Purpose: Verify small, isolated pieces of logic

  • No network calls
  • No real LLM providers
  • Use mocks or fakes for providers
  • Fast (< milliseconds per test)

Typical use cases:

  • Prompt construction
  • Request/response parsing
  • Configuration handling
  • Error mapping and retries

Integration Tests

Purpose: Validate interaction between multiple components

  • May involve provider abstractions
  • Still deterministic
  • Often use mocked HTTP or in-memory providers

Typical use cases:

  • End-to-end request pipelines
  • Streaming response handling
  • Async workflows

E2E Tests (Limited)

Purpose: Sanity-check real-world behavior

  • Used sparingly
  • May require environment variables
  • Not required for most PRs

Contributors are not expected to add new E2E tests unless explicitly requested by maintainers.


4. Test Directory Structure

Tests generally mirror the source layout:

1
2
3
4
5
6
7
8
9
10
11
llm4s/
  modules/
    <module-name>/
      src/
        main/
          scala/
            <package>/
              ...
        test/
          scala/
            <package>/*Spec.scala

Conventions:

  • Use *Spec.scala or *Test.scala suffix (prefer *Spec.scala for new tests)
  • One primary behavior per spec file
  • Group related tests using the ScalaTest styles used in this project: AnyFlatSpec with 'ClassName' should 'behavior' / it should 'behavior', and AnyFunSuite with test("behavior") { ... } blocks

5. Writing Effective Tests

Prefer Behavior Over Implementation

Good:

  • “returns a structured error when provider times out”

Avoid:

  • “calls method X before method Y”

Keep Tests Focused

  • One assertion intent per test
  • Avoid large, multi-purpose tests

Use Result[A] for Assertions

LLM4S uses Result[A] (an alias for Either[LLMError, A]) for error handling. When testing functions that return Result:

1
2
3
result shouldBe Right(expected)           // Success case
result shouldBe a[Left[_, _]]             // Failure case
result.left.value shouldBe a[SomeError]   // Specific error type

Name Tests Clearly

Test names should read like documentation:

1
"fails fast when API key is missing"

6. Mocking LLM Providers

Never call real LLM APIs in unit or integration tests.

Recommended approaches:

  • Fake provider implementations
  • Stubbed responses with fixed outputs
  • Deterministic streaming sequences

Mocked providers should:

  • Return predictable tokens
  • Simulate error cases (timeouts, invalid responses)
  • Be cheap to construct

7. Testing Async and Streaming Code

When testing async logic:

  • Await results explicitly
  • Avoid sleeps or timing-based assertions
  • Prefer futures/promises that complete deterministically

For streaming responses:

  • Collect emitted tokens
  • Assert on sequence and completion
  • Test cancellation and early termination

8. Running Tests Locally

Common commands:

1
2
sbt test           # Run tests for default Scala version
sbt +test          # Run tests for all Scala versions (2.13 and 3.x)

To run a specific suite:

1
sbt "testOnly *MySpec"

To run tests continuously:

1
sbt ~test

Cross-compilation note: LLM4S supports Scala 2.13 and 3.x.
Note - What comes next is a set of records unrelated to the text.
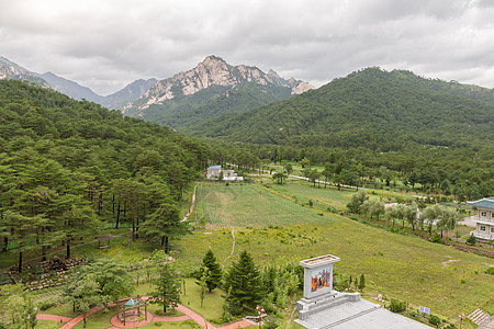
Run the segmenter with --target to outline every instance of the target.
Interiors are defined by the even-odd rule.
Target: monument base
[[[344,303],[358,300],[360,300],[360,293],[339,293],[337,291],[332,291],[330,293],[313,298],[302,298],[296,302],[299,319],[306,320],[315,313]]]

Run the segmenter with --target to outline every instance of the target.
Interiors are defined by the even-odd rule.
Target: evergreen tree
[[[229,291],[227,303],[232,313],[238,314],[242,307],[256,307],[262,298],[260,272],[250,254],[244,250],[238,262],[234,262],[225,277],[225,290]]]
[[[207,250],[206,254],[202,259],[202,266],[201,272],[209,272],[205,283],[211,293],[211,291],[220,286],[223,276],[222,268],[216,262],[216,257],[211,249]]]
[[[167,313],[167,306],[175,308],[180,302],[181,280],[172,261],[162,250],[156,250],[150,258],[150,262],[156,265],[153,282],[156,290],[149,293],[149,303],[162,305],[164,313]]]
[[[359,286],[359,291],[363,291],[363,288],[366,287],[366,276],[363,276],[363,273],[360,275],[358,286]]]
[[[360,206],[364,201],[369,200],[369,195],[366,191],[360,190],[359,192],[351,195],[350,202],[347,204],[347,208],[352,213],[360,213]]]

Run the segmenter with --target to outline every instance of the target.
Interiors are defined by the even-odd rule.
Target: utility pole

Before submitting a PR, run sbt +test to ensure compatibility across both versions.


9. Tests in CI

  • All PRs must pass the full test suite
  • Flaky tests will be rejected
  • Avoid tests that depend on:

    • Network
    • Time
    • Randomness (unless seeded)

If your test fails in CI but not locally, it is usually a non-determinism issue.
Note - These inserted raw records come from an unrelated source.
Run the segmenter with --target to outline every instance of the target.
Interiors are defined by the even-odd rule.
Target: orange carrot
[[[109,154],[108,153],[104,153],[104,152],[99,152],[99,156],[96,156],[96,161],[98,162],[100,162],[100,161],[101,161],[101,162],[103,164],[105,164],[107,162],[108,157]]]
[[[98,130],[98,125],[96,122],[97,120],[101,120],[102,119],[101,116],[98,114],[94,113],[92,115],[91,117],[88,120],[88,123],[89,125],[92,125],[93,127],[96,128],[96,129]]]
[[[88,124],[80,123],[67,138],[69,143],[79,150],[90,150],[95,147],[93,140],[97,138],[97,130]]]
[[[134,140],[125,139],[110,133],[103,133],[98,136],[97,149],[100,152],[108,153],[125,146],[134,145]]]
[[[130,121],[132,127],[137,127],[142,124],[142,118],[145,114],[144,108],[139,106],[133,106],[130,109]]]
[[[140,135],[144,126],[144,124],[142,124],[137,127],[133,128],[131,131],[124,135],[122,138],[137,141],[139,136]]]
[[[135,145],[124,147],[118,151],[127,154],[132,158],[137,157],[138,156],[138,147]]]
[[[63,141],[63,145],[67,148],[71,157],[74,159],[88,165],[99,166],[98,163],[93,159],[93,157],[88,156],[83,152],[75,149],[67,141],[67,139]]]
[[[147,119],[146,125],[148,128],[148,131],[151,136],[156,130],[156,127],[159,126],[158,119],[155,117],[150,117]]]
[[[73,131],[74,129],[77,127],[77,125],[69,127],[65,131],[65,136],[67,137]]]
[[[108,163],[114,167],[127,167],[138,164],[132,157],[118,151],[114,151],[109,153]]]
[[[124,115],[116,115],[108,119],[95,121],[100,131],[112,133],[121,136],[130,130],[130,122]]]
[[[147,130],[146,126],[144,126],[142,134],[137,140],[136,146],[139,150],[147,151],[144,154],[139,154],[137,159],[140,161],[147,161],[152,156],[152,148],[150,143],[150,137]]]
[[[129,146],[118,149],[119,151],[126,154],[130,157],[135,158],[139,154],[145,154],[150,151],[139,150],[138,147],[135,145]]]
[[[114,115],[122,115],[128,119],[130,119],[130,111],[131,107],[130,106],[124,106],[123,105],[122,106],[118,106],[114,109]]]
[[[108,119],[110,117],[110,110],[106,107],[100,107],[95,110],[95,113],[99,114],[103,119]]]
10. When to Add or Update Tests

You should add or update tests when:

  • Fixing a bug
  • Adding a new feature
  • Changing public behavior
  • Refactoring critical logic

You usually do not need new tests for:

  • Documentation-only changes
  • Pure formatting or refactors with no behavior change

11. Getting Help

If you’re unsure how to test something:

  • Ask in the issue or PR
  • Mention maintainers
  • Look for similar tests in the codebase

Clear tests help reviewers help you faster.


This document is contributor-focused and intentionally practical. Suggestions for improvement are welcome.